69. The method of any one of claims 62-68, wherein the method comprises reducing the severity of arrhythmogenic cardiomyopathy: delaying the onset or progression of an arrhythmogenic cardiomyopathy; and/or to eliminate symptoms of arrhythmogenic cardiomyopathy.

70. The method of claim 69, wherein the symptoms of arrhythmogenic cardiomyopathy comprise: (a) reentry ventricular tachycardia, (b) syncope, (c) sudden death, or (d) any combination thereof.

71. The method of any one of claims 62-70, wherein the arrhythmogenic cardiomyopathy is associated with: (a) a decrease in mechanical stability between cardiomyocytes in the subject, (b) a disruption of interstitial connections in cardiac tissue of the subject, (c) a decrease in sodium current in cardiac tissue of the subject, (d) right ventricular myocardial fibrosis, or (e) any combination thereof.

72. The method of any one of claims 62-71, wherein the method comprises increasing mechanical stability between cardiomyocytes in a subject compared to a control subject having an arrhythmogenic cardiomyopathy, or compared to the subject prior to administration of the therapeutically effective amount, wherein the control subject is not administered the therapeutically effective amount.
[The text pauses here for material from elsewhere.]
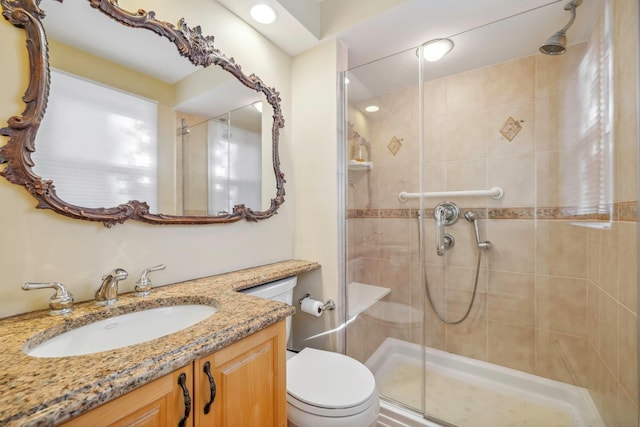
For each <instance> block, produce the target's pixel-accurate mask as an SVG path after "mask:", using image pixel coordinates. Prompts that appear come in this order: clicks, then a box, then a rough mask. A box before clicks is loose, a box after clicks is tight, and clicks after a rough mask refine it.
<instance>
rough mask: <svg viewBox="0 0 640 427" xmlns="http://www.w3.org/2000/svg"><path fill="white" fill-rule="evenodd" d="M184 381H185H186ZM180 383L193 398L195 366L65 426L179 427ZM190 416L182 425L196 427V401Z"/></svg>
mask: <svg viewBox="0 0 640 427" xmlns="http://www.w3.org/2000/svg"><path fill="white" fill-rule="evenodd" d="M183 378H184V379H183ZM178 381H180V382H182V383H184V385H185V387H186V388H187V390H188V391H189V399H190V400H192V396H193V366H192V365H191V364H190V365H187V366H184V367H182V368H180V369H177V370H175V371H173V372H172V373H170V374H167V375H165V376H163V377H160V378H158V379H157V380H154V381H151V382H150V383H148V384H145V385H143V386H142V387H140V388H138V389H135V390H134V391H132V392H129V393H127V394H125V395H124V396H121V397H119V398H117V399H114V400H112V401H111V402H108V403H106V404H104V405H102V406H100V407H98V408H96V409H92V410H91V411H89V412H87V413H85V414H82V415H80V416H78V417H76V418H73V419H72V420H70V421H68V422H66V423H65V424H63V426H64V427H87V426H101V427H107V426H108V427H124V426H136V427H160V426H178V425H179V424H180V421H181V420H182V419H183V418H184V415H185V397H184V392H183V389H182V387H181V386H180V385H179V384H178ZM191 405H192V407H191V409H190V413H189V417H188V418H186V419H185V420H184V422H183V424H181V425H182V426H183V427H193V425H194V424H193V402H191Z"/></svg>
73. The method of any one of claims 62-72, wherein the method comprises improving function of gap junction in cardiac tissue of the subject compared to a control subject having an arrhythmogenic cardiomyopathy, or compared to the subject prior to administration of the therapeutically effective amount, wherein the control subject is not administered the therapeutically effective amount.

74. The method of any one of claims 62-73, wherein the method comprises increasing sodium current in heart tissue of the subject compared to a control subject having an arrhythmogenic cardiomyopathy, or compared to the subject prior to administration of the therapeutically effective amount, wherein the control subject is not administered the therapeutically effective amount.
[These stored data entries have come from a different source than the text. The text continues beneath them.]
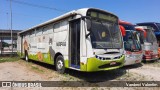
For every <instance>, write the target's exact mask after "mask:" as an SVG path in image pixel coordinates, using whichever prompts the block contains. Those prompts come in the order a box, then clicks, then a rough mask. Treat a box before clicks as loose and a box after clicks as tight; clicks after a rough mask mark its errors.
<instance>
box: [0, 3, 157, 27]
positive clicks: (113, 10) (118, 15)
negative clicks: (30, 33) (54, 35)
mask: <svg viewBox="0 0 160 90" xmlns="http://www.w3.org/2000/svg"><path fill="white" fill-rule="evenodd" d="M14 1H22V2H26V3H30V4H36V5H41V6H47V7H52V8H56V9H58V10H64V11H71V10H74V9H79V8H85V7H94V8H100V9H103V10H107V11H109V12H112V13H114V14H116V15H117V16H118V17H119V18H120V19H122V20H125V21H128V22H131V23H133V24H135V23H138V22H160V10H159V9H160V0H13V2H12V10H13V29H17V30H24V29H27V28H30V27H32V26H35V25H37V24H40V23H42V22H44V21H47V20H49V19H52V18H54V17H57V16H59V15H62V14H64V13H65V12H61V11H57V10H50V9H44V8H38V7H33V6H29V5H25V4H20V3H15V2H14ZM9 5H10V3H9V0H0V29H9V28H10V7H9ZM7 13H8V14H7Z"/></svg>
75. The method of any one of claims 62-74, wherein the method comprises reducing right ventricular myocardial fibrosis in a subject compared to a control subject having an arrhythmogenic cardiomyopathy, or compared to the subject prior to administration of the therapeutically effective amount, wherein the control subject is not administered the therapeutically effective amount.

76. The method of any one of claims 62-75, wherein the method comprises increasing left ventricular ejection fraction of the heart compared to a control subject having an arrhythmogenic cardiomyopathy, or compared to the subject prior to administration of the therapeutically effective amount, wherein the control subject is not administered the therapeutically effective amount.

77. The method of any one of claims 62-76, wherein the method comprises reducing right ventricular area of the heart compared to a control subject having an arrhythmogenic cardiomyopathy, or compared to the subject prior to administration of the therapeutically effective amount, wherein the control subject is not administered the therapeutically effective amount.

78. The method of any one of claims 62-77, wherein the method comprises extending the survival of the subject compared to a control subject having an arrhythmogenic cardiomyopathy, or compared to the expected survival of the subject prior to administration of the therapeutically effective amount, wherein the control subject is not administered the therapeutically effective amount.

79. The method of any one of claims 60-78, wherein the subject is a human subject.

80. The method of any one of claims 60-79, wherein the nucleic acid molecule, the plasmid, the cell, the recombinant AAV vector, or composition is administered to cardiac tissue of the subject.

81. The method of claim 80, wherein the nucleic acid molecule, the plasmid, the cell, the recombinant AAV vector, or composition is administered to the left atrium, right atrium, left ventricle, right ventricle, and/or septum.

82. The method of any one of claims 60-81, wherein the nucleic acid molecule, the plasmid, the cell, the recombinant AAV vector, or composition is administered to the subject by: intravenous administration, intra-arterial administration, intra-aortic administration, direct cardiac injection, coronary perfusion, or any combination thereof.